La Capitale ucraina colpita da 9 droni kamikaze. Distrutti edifici residenziali. Esplosioni anche vicino alla stazione centrale. Il sindaco ha chiesto ai cittadini di restare al riparo. Allarme aereo in tutto il Paese. Ucciso un foreign fighter italiano che combatteva con i russi

A una settimana dagli attacchi russi sulla Capitale ucraina, 9 droni kamikaze iraniani hanno colpito Kiev questa mattina, 17 ottobre, raggiungendo anche edifici residenziali. Le esplosioni si sono verificate nel centro della città – nel distretto di Shevchenkivskiy, lo stesso preso di mira il 10 ottobre, quando almeno 19 persone sono rimaste uccise e oltre 100 ferite – e vicino alla stazione centrale. Il traffico è stato bloccato e l’allerta vige al momento in tutta l’Ucraina. Al momento sono state soccorse 18 persone mentre due, stando alle prime informazioni, si trovano sotto alle macerie. Il sindaco Vitaliy Klitschko, citato da Unian, riferisce che è in corso lo spegnimento di un incendio mentre i soccorritori stanno spostando le macerie. «Stiamo verificando se ci siano delle vittime», le sue parole. Dal primo cittadino della Capitale ucraina anche l’invito ai suoi concittadini a restare al riparo: «Allerta continua, rimanete nei rifugi», scrive su Telegram.

Nuovamente interrotto, a causa dei bombardamenti russi, l’approvvigionamento energetico esterno da parte della centrale nucleare di Zaporizhzhia. Lo rende noto via Telegram l’operatore ucraino che gestisce la centrale, Energoatom, citato dai media internazionali. «I terroristi russi hanno sparato ancora una volta contro le stazioni elettriche nel territorio sotto il controllo dell’Ucraina, l’ultima linea di alimentazione è stata disconnessa – informano -. Nel processo di transizione, a causa di una caduta di tensione di breve durata, è stato spento il trasformatore di riserva e sono stati avviati i generatori diesel».
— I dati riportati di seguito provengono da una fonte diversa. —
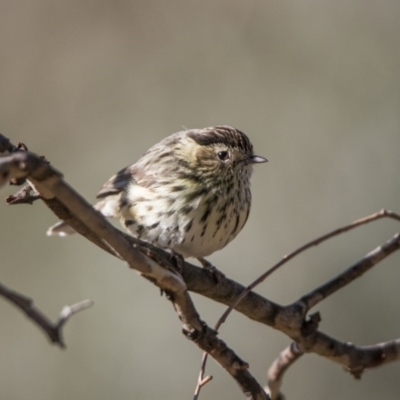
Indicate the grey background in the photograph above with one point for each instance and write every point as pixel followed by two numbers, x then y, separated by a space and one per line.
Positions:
pixel 91 85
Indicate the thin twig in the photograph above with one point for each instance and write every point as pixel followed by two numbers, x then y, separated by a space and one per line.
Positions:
pixel 52 330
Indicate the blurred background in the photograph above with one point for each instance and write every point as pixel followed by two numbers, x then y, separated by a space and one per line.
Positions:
pixel 92 84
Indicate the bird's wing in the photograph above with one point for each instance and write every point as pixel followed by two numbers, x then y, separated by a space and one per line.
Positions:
pixel 117 183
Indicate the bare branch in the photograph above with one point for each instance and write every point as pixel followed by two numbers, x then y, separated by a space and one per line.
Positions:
pixel 26 195
pixel 278 368
pixel 53 189
pixel 355 271
pixel 53 331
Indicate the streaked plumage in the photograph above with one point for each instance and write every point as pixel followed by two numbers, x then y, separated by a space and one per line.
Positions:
pixel 190 192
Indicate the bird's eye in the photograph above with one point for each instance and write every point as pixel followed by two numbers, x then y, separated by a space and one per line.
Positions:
pixel 223 155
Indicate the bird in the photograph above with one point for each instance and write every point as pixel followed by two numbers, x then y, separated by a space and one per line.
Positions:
pixel 189 193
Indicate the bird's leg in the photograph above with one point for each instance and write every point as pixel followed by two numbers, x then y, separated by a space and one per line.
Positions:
pixel 218 275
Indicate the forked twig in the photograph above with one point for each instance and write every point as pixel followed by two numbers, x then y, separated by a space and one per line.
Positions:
pixel 52 330
pixel 370 218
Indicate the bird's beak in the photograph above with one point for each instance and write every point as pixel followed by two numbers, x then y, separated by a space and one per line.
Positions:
pixel 257 159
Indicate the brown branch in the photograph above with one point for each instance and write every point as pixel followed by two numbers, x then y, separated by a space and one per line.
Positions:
pixel 278 368
pixel 26 195
pixel 352 273
pixel 52 330
pixel 53 189
pixel 293 317
pixel 161 268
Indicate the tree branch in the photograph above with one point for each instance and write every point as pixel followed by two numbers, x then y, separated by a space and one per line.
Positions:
pixel 52 330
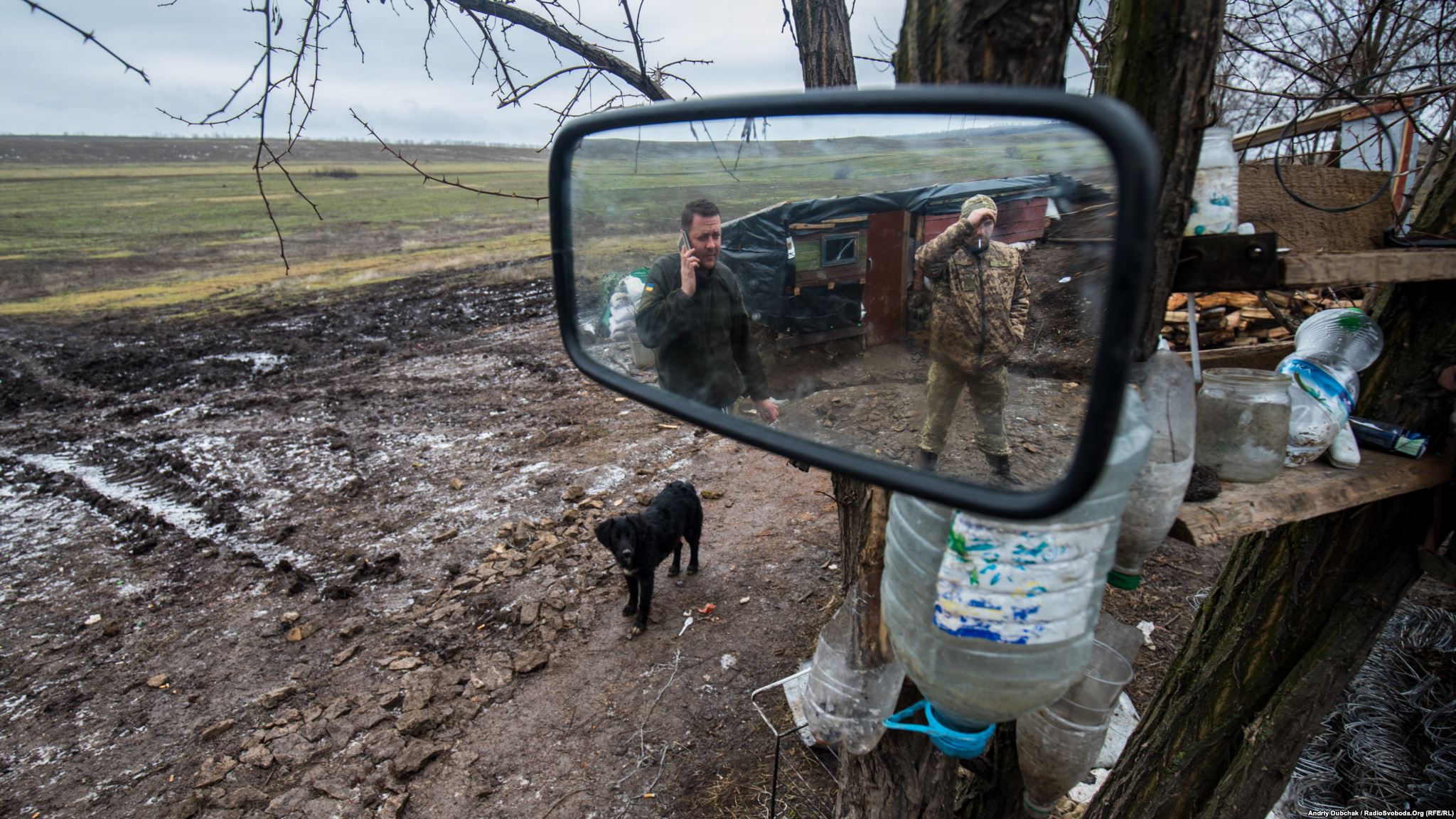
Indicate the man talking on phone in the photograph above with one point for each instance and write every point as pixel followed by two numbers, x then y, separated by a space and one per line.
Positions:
pixel 692 315
pixel 979 318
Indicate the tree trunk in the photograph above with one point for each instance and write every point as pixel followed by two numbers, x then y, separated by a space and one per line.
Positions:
pixel 1018 43
pixel 1161 62
pixel 822 28
pixel 1295 611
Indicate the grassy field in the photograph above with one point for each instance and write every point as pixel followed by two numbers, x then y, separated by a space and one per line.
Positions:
pixel 98 223
pixel 114 223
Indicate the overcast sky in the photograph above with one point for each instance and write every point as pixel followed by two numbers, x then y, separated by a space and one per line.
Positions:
pixel 198 50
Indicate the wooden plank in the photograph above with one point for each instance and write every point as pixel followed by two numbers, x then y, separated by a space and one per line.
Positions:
pixel 1369 267
pixel 1254 358
pixel 1302 229
pixel 1312 490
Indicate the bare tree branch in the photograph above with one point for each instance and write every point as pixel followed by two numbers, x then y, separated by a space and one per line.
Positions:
pixel 594 54
pixel 440 180
pixel 86 37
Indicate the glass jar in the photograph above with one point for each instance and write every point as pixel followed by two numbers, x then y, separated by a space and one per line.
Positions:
pixel 1242 423
pixel 1215 196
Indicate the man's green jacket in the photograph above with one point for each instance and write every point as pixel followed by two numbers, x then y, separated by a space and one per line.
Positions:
pixel 704 350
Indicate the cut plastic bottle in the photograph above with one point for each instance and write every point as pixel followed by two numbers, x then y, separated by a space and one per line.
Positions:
pixel 1157 493
pixel 846 701
pixel 1329 350
pixel 997 620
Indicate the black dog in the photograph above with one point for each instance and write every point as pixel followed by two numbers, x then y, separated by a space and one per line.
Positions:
pixel 643 541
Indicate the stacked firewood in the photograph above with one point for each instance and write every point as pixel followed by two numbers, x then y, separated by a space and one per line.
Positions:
pixel 1238 319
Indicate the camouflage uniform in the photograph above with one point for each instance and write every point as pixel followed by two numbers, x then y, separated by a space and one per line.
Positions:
pixel 978 319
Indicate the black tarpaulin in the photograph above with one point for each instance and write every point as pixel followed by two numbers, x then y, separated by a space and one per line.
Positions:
pixel 756 247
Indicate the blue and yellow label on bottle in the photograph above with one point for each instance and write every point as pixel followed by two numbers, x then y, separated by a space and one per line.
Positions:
pixel 1322 387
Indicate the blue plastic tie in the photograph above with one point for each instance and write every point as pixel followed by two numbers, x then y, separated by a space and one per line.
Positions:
pixel 950 741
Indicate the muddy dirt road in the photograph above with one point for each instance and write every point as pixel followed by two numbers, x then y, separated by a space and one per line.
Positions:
pixel 316 562
pixel 336 559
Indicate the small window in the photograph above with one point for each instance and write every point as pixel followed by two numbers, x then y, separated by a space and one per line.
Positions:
pixel 839 250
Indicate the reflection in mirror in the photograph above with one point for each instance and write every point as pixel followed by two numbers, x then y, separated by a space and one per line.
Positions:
pixel 919 289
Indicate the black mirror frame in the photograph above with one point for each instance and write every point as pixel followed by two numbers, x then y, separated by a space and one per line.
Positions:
pixel 1135 156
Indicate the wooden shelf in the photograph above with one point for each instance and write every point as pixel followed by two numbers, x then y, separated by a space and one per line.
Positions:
pixel 1368 267
pixel 1310 491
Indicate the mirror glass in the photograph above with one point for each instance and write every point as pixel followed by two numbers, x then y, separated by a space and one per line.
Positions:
pixel 921 289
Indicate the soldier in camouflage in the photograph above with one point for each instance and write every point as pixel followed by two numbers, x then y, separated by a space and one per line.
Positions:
pixel 982 299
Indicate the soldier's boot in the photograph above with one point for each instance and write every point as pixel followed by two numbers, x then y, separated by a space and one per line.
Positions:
pixel 926 459
pixel 1001 471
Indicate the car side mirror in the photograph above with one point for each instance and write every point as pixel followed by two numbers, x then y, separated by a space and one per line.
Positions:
pixel 932 289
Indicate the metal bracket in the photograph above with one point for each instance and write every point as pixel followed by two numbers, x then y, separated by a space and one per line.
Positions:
pixel 1228 261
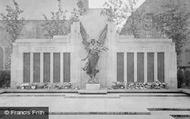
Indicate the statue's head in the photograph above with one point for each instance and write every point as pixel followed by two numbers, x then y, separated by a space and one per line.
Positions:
pixel 93 41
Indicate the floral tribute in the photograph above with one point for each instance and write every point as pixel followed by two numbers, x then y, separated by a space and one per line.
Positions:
pixel 139 85
pixel 65 85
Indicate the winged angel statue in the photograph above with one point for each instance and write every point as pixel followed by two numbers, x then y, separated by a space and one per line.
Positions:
pixel 94 48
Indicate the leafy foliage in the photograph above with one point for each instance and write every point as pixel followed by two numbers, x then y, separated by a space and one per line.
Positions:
pixel 57 23
pixel 173 23
pixel 13 22
pixel 118 11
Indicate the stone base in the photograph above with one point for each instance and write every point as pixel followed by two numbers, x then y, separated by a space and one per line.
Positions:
pixel 92 86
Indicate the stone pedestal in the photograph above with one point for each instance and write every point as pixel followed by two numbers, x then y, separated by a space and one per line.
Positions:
pixel 92 86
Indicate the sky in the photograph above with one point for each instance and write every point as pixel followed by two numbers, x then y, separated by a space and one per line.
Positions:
pixel 34 9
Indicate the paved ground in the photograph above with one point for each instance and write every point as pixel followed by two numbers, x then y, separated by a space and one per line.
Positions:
pixel 110 106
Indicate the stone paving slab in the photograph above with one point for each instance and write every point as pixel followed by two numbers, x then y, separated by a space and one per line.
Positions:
pixel 110 117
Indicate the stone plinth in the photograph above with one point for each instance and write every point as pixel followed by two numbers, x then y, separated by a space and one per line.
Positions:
pixel 92 86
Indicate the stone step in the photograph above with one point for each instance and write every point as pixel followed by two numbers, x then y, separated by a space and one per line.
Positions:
pixel 92 91
pixel 110 117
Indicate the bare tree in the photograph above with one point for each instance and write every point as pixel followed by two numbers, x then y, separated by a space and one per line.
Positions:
pixel 57 23
pixel 13 24
pixel 118 11
pixel 12 21
pixel 173 22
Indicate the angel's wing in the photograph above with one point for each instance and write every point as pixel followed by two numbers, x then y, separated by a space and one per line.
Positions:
pixel 84 35
pixel 103 35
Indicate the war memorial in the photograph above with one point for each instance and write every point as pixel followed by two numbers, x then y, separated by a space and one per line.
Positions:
pixel 125 58
pixel 94 73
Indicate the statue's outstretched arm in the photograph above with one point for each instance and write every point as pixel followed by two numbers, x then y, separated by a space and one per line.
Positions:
pixel 84 36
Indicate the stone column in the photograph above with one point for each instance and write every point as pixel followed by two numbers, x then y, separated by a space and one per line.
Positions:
pixel 61 67
pixel 145 67
pixel 155 67
pixel 125 66
pixel 51 67
pixel 41 67
pixel 31 67
pixel 135 66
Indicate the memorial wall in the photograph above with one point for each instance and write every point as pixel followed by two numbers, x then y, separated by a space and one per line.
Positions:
pixel 126 60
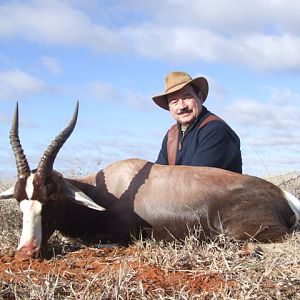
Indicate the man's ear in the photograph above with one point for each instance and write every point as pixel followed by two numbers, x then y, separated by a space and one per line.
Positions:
pixel 200 97
pixel 9 193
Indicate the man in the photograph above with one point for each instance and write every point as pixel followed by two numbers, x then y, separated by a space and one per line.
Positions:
pixel 199 138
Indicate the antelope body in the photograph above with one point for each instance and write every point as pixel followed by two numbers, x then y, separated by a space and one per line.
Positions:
pixel 135 196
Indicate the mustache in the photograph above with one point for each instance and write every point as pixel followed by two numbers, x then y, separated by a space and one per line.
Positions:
pixel 184 111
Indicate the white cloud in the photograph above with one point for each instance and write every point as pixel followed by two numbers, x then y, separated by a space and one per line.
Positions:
pixel 54 22
pixel 103 91
pixel 272 123
pixel 15 84
pixel 51 64
pixel 263 35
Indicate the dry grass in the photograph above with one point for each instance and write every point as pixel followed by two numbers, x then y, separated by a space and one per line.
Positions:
pixel 222 269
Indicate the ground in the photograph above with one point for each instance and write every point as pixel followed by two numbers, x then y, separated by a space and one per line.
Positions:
pixel 221 269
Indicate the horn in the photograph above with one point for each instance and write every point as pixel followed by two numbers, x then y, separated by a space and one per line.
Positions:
pixel 45 166
pixel 21 160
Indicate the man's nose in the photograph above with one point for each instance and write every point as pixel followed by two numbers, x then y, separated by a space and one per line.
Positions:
pixel 181 104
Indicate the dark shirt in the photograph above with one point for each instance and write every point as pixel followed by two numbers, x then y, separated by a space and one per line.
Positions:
pixel 214 145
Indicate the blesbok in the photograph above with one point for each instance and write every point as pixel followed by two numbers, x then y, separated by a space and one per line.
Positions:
pixel 133 196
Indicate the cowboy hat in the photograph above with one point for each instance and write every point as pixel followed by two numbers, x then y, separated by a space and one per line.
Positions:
pixel 176 81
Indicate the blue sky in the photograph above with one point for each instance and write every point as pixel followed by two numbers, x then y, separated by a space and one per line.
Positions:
pixel 113 56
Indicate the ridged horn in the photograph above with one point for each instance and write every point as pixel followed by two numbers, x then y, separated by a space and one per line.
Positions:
pixel 21 160
pixel 45 166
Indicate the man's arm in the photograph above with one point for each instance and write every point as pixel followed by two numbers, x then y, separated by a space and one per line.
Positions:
pixel 162 158
pixel 218 146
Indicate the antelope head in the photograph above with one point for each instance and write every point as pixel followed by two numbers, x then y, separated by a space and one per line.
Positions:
pixel 41 193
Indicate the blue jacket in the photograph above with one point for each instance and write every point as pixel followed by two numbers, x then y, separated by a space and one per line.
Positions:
pixel 214 145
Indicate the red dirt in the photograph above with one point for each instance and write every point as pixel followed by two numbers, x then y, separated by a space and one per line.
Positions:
pixel 84 264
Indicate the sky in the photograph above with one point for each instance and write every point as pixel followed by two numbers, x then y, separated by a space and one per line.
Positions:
pixel 113 56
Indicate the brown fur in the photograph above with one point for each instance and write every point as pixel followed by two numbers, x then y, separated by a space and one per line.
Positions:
pixel 173 199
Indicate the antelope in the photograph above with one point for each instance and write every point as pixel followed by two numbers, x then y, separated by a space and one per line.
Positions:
pixel 132 197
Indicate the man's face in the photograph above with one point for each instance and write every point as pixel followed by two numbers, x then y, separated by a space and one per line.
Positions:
pixel 185 105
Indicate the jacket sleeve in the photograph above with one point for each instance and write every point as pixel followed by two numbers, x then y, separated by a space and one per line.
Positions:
pixel 218 146
pixel 162 158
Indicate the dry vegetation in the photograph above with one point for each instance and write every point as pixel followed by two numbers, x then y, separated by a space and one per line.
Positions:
pixel 222 269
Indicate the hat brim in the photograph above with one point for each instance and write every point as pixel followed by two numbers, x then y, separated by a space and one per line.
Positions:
pixel 200 82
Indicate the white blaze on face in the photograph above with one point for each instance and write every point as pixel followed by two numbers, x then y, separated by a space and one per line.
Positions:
pixel 32 224
pixel 31 236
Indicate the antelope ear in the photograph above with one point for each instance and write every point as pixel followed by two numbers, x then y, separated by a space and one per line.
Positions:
pixel 76 195
pixel 8 193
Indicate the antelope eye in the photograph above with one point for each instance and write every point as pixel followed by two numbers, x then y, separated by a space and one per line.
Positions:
pixel 51 190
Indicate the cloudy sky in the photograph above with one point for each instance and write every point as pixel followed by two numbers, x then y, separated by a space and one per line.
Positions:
pixel 113 56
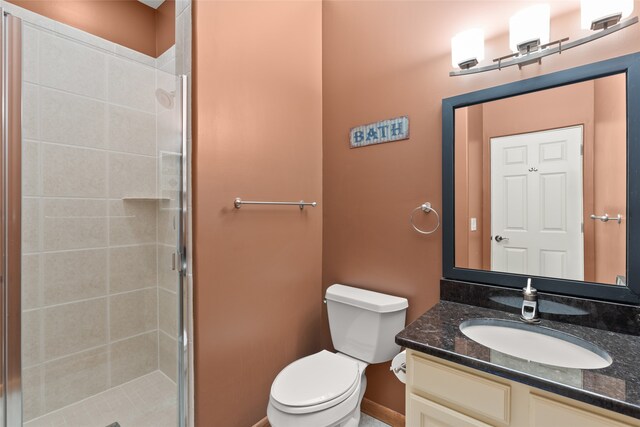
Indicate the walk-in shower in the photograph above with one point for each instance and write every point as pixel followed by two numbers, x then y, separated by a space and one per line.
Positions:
pixel 93 236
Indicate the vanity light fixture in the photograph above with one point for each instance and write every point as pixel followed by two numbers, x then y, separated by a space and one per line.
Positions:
pixel 467 48
pixel 600 15
pixel 529 34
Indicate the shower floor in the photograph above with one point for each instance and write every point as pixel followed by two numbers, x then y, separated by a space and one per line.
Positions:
pixel 148 401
Secondo il corrispondente del Guardian, sono 9 le esplosioni sentite nel centro della Capitale ucraina, alcune delle quali vicino alla stazione ferroviaria centrale, come ha riferito il capo delle ferrovie statali ucraine Alexander Kamyshin, aggiungendo che decine di persone si sono riparate in un sottopassaggio della stazione. Secondo l’Agenzia di stampa statale russa Tass, che cita media ucraini, pennacchi di fumo si stanno alzando sopra l’ufficio centrale della compagnia energetica nazionale ucraina Ukrenergo. Il sindaco Klitschko ha postato su Twitter la foto di un drone kamikaze esploso.

Il governatore dell’oblast di Sumy Dmytro Zhyvytskyi ha riferito intanto che le forze russe hanno colpito le infrastrutture critiche nel distretto di Romenskyi dopo le 5 del mattino. Stando a quanto riferiscono i media locali, ha reso noto che ci sono vittime, ma non ha fornito dettagli. A parlare ai media internazionali è invece Sergiy Gaidai, governatore ucraino in esilio, secondo cui «i russi stanno cancellando dalla faccia della terra con carri armati, artiglieria e fuoco della contraerea gli insediamenti liberati dalle unità ucraine nel Lugansk. Gli occupanti stanno piazzando cubi di cemento e scavando trincee in tutta la regione di Lugansk, preparandosi per una lunga difesa».

Nella nottata è arrivata la notizia, poi confermata dalla Farnesina, che è stato ucciso nel Donetsk anche un foreign fighter italiano che combatteva a fianco dei russi. Si tratta di Elia Putzolu, 28enne di origine sarde, che viveva da tempo a Tangrog, nei dintorni della città russa di Rostov, morto in combattimento, secondo quanto riportano i media. È il terzo foreign fighter del nostro Paese morto nella guerra tra Ucraina e Russia, dopo Edy Ongaro, militante nelle fila dei separatisti filorussi del Donbass, ucciso lo scorso 30 marzo da una bomba a mano in un villeggio a nord di Donetsk, e Benjamin Giorgio Galli, morto a Kharkiv mentre combatteva con le forze di Kiev. È tornata invece in Italia, per qualche giorno, Giulia Schiff, ex pilota dell’Aeronautica, che a marzo è volata in Ucraina per combattere come volontaria nelle Forze speciali della Legione internazionale. Secondo i dati di intelligence e antiterrorismo, sono una ventina i combattenti italiani impegnati in Ucraina, in entrambi gli schieramenti.